The song's question — courtesy of the Irish post-punk band Fontains D.C. — is an acute one for "Bird." Arnold's films ( "American Honey," "Fish Tank") are rigorous in their gritty naturalism. Her fiction films — this is her first in eight years — tend toward bleak, hand-held verité in rough-and-tumble real-world locations. Her last film, "Cow," documented a mother cow separated from her calf on a dairy farm.
Arnold specializes in capturing souls, human and otherwise, in soulless environments. A dream of something more is tantalizing just out of reach. In "American Honey," peace comes to Star (Sasha Lane) only when she submerges underwater.
In "Bird," though, this sense of otherworldly possibility is made flesh, or at least feathery. After a confusing night, Bailey awakens in a field where she encounters a strange figure in a skirt ( Franz Rogowski ) who arrives, like Mary Poppins, with a gust a wind. His name, he says, is Bird. He has a soft sweetness that doesn't otherwise exist in Bailey's hardscrabble and chaotic life.

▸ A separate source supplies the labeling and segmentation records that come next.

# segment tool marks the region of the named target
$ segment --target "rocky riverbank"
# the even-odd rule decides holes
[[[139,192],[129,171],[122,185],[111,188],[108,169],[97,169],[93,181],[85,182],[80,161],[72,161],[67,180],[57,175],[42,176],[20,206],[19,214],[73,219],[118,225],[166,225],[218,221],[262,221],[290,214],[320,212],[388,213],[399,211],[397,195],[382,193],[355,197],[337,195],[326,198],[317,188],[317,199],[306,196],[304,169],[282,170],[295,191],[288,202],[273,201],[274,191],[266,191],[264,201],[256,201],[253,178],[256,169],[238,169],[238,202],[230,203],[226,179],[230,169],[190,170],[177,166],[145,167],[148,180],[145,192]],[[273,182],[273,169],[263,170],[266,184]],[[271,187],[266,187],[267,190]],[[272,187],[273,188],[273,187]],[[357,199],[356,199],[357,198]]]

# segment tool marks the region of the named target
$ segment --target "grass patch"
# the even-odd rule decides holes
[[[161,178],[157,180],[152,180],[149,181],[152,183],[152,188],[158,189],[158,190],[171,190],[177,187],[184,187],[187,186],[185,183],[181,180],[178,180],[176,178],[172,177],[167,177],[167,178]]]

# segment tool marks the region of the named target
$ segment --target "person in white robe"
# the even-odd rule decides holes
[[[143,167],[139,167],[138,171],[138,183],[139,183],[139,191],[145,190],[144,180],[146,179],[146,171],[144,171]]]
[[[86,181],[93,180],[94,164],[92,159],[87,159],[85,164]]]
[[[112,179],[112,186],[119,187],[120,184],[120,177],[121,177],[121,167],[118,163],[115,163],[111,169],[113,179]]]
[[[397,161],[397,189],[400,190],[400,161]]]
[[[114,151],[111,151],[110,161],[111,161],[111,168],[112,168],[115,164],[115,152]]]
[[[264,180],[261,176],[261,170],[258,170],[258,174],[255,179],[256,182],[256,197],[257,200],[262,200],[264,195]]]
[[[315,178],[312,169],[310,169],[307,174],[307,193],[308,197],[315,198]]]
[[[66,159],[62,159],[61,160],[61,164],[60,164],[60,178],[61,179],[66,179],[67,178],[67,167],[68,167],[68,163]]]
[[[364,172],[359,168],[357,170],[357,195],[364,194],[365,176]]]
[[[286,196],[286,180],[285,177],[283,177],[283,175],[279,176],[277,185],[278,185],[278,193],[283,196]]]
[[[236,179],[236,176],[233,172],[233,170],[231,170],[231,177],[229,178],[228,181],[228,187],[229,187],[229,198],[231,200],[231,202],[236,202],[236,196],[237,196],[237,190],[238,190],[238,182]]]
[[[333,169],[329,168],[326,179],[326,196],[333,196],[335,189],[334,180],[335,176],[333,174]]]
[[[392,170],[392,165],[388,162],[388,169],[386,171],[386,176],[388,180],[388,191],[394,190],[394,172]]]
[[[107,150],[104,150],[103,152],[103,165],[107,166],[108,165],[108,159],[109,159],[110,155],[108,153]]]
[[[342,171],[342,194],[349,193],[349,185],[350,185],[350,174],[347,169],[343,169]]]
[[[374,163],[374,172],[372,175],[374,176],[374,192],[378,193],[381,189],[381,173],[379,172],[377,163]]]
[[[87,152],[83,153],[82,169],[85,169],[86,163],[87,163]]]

She's skeptical of him at first, but he keeps lurking about, hovering gull-like on rooftops. He cranes his neck now and again like he's watching out for Bailey. And he does watch out for her, helping Bailey through a hard coming of age: the abusive boyfriend (James Nelson-Joyce) of her mother (Jasmine Jobson); her half brother (Jason Buda) slipping into vigilante violence; her father marrying a new girlfriend.